Some email comes into your life for a season, or at least the mental season, of the person sending it. Summer emails are usually hilarious jokes and video links intended to spread the sender’s mental sunshine. These are emails that you immediately want to share. Such an email is the electronic equivalent of the sender shouting, “watch me do a nude cannonball off the high dive.” Summer emails are always welcome.
Spring emails are just like summer emails except that they are not as good. They are the equivalent of cheap pick-me-up bouquets rather than roses. They are the jokes that fall flat, the dumb videos and the unfunny cartoons. Sometimes spring emails are sent to you by people experiencing winter but trying to will the sun to shine. It is best to just quietly delete these emails and not reply. Unless, you think that lying to your friends about their taste is ok.
Winter emails are the trickiest of the emails. They should not be emails at all. Never, ever, ever reply to a winter email with another email. Responding with an email of your own will cause you to spin out on the black ice of relationships. You will be lucky to avoid the two large oak trees and come to rest in the snow-covered field of friendship without any permanent injuries. A winter email is a very long, roundabout way of saying, “call me.”
Nothing catches people by surprise more than a fall email. Fall emails reflect the sender harvesting your friendship and love. Often an excess of estrogen on the part of the sender triggers them. The biggest problem with fall emails is that they usually reach people experiencing different seasons. Fall emails bring summer people down because they are busy enjoying day-to-day life and don’t have time for introspection. Spring people are still struggling to forget what their winter of discontent feels like. And winter people have enough on their minds, what with the recent tragic deaths of Barbaro, James Brown and Momofuku Ando.

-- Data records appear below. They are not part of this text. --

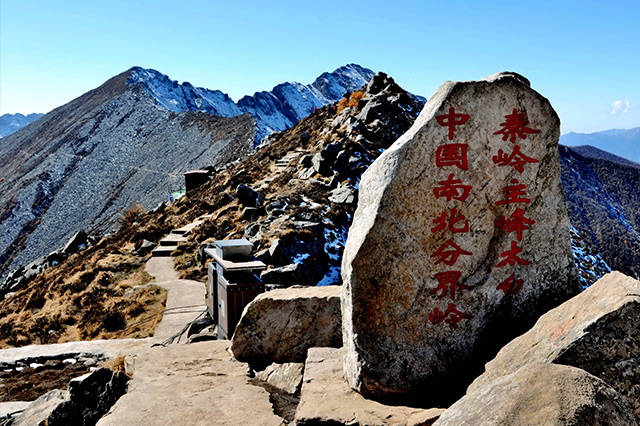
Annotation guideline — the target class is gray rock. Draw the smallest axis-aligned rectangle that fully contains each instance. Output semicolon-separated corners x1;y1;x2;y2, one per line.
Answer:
242;207;258;222
260;263;301;285
62;231;87;254
434;363;638;426
8;389;69;426
295;348;444;426
311;152;331;176
231;286;342;365
269;238;291;265
47;368;129;426
342;74;580;405
329;184;358;204
236;184;264;208
468;272;640;418
256;362;304;394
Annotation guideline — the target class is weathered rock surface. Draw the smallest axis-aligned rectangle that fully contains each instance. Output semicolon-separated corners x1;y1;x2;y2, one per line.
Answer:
98;340;282;426
468;272;640;418
256;362;304;393
342;73;579;404
435;363;638;426
7;389;69;426
231;286;342;364
295;348;444;425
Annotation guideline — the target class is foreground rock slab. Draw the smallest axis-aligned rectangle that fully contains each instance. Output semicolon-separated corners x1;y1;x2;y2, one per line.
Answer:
256;362;304;394
231;286;342;364
295;348;444;425
468;272;640;418
342;73;579;404
434;363;638;426
98;341;282;425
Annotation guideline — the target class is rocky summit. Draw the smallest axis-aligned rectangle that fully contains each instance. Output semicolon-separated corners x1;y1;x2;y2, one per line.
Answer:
342;73;579;406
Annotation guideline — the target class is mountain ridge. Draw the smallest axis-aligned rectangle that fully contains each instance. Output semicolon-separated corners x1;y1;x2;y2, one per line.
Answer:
126;64;382;144
560;127;640;164
0;112;44;138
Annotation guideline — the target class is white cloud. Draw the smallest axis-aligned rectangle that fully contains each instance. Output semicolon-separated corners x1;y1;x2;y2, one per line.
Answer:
611;99;631;115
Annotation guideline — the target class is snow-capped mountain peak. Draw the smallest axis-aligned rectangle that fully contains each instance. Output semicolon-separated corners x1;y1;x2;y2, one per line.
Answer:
127;64;374;143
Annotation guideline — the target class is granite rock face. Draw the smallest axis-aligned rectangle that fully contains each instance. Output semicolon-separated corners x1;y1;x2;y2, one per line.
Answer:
342;73;579;406
468;272;640;418
435;363;638;426
231;286;342;364
256;362;304;394
295;348;444;426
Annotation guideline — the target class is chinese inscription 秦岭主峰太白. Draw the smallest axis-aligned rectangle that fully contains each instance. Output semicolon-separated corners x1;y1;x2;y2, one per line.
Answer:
492;108;540;295
427;107;472;328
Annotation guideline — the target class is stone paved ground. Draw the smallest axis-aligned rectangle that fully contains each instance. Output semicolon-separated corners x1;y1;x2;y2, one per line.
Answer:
98;340;282;426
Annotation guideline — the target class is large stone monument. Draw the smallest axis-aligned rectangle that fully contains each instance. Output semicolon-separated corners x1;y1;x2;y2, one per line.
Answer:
342;73;579;406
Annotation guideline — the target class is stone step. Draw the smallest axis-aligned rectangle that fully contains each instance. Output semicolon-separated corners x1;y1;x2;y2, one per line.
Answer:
159;234;187;247
151;246;176;257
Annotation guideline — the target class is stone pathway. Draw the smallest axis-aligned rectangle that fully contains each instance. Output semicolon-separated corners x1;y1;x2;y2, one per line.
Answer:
145;216;210;343
98;340;282;426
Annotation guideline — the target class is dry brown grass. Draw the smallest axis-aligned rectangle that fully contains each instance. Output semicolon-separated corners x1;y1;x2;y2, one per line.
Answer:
338;90;364;114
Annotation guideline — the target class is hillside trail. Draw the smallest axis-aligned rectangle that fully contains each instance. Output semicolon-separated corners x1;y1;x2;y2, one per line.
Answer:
145;216;206;343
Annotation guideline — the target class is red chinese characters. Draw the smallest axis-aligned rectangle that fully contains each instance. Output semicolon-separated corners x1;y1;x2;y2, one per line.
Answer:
431;207;469;233
431;239;472;266
436;107;469;141
496;241;531;268
428;107;472;328
493;108;540;143
495;208;536;241
428;303;473;328
436;143;467;170
492;108;540;295
496;179;531;206
433;173;471;205
429;271;469;300
493;145;538;174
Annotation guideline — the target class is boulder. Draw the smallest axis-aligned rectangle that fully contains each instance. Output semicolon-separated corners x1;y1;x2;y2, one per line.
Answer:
434;362;638;426
256;362;304;394
10;389;69;426
468;272;640;418
295;348;444;425
47;368;129;426
236;184;264;208
342;73;580;405
260;263;302;285
329;184;358;204
231;286;342;365
242;207;258;222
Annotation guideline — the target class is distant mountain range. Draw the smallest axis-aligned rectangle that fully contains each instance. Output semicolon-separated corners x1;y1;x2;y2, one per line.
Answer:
559;145;640;284
560;127;640;164
0;64;374;278
0;113;44;138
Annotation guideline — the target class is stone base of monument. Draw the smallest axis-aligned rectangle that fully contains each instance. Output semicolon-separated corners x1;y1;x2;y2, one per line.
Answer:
295;348;444;425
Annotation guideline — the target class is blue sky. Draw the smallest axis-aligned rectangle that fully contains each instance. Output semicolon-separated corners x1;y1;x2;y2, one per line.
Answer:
0;0;640;133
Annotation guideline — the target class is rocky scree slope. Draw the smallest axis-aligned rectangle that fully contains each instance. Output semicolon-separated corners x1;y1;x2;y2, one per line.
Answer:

Like harvest festivals, fall emails are public affairs. Despite their implied personal nature, fall emails are usually sent to large groups of people asking them to celebrate together. But unlike true fall festivals, beer is not served. Fall emails usually ask you to send it back to the sender (doesn’t the sender have a copy in his or her sent folder?) as well as to forward copies to at least ten of your friends since you would not be inclined to do so on your own.
Finally, some emails come into your life by mistake. They don’t count. Unless they contain extremely embarrassing stories or pictures about total strangers. In that case you have the opportunity, nay the obligation, to immediately turn these emails into summer emails by forwarding them to as many people as you know. The only exception to this rule is if the emails contain revealing stories, pictures or videos of real celebrities. In this case you can retire by selling the contents to the National Enquirer.
Some email comes into your life for a season, or at least the mental season, of the person sending it. Summer emails are usually hilarious jokes and video links intended to spread the sender’s mental sunshine. These are emails that you immediately want to share. Such an email is the electronic equivalent of the sender shouting, “watch me do a nude cannonball off the high dive.” Summer emails are always welcome.
Spring emails are just like summer emails except that they are not as good. They are the equivalent of cheap pick-me-up bouquets rather than roses. They are the jokes that fall flat, the dumb videos and the unfunny cartoons. Sometimes spring emails are sent to you by people experiencing winter but trying to will the sun to shine. It is best to just quietly delete these emails and not reply. Unless, you think that lying to your friends about their taste is ok.
Winter emails are the trickiest of the emails. They should not be emails at all. Never, ever, ever reply to a winter email with another email. Responding with an email of your own will cause you to spin out on the black ice of relationships. You will be lucky to avoid the two large oak trees and come to rest in the snow-covered field of friendship without any permanent injuries. A winter email is a very long, roundabout way of saying, “call me.”
Nothing catches people by surprise more than a fall email. Fall emails reflect the sender harvesting your friendship and love. Often an excess of estrogen on the part of the sender triggers them. The biggest problem with fall emails is that they usually reach people experiencing different seasons. Fall emails bring summer people down because they are busy enjoying day-to-day life and don’t have time for introspection. Spring people are still struggling to forget what their winter of discontent feels like. And winter people have enough on their minds, what with the recent tragic deaths of Barbaro, James Brown and Momofuku Ando.
Like harvest festivals, fall emails are public affairs. Despite their implied personal nature, fall emails are usually sent to large groups of people asking them to celebrate together. But unlike true fall festivals, beer is not served. Fall emails usually ask you to send it back to the sender (doesn’t the sender have a copy in his or her sent folder?) as well as to forward copies to at least ten of your friends since you would not be inclined to do so on your own.
Finally, some emails come into your life by mistake. They don’t count. Unless they contain extremely embarrassing stories or pictures about total strangers. In that case you have the opportunity, nay the obligation, to immediately turn these emails into summer emails by forwarding them to as many people as you know. The only exception to this rule is if the emails contain revealing stories, pictures or videos of real celebrities. In this case you can retire by selling the contents to the National Enquirer.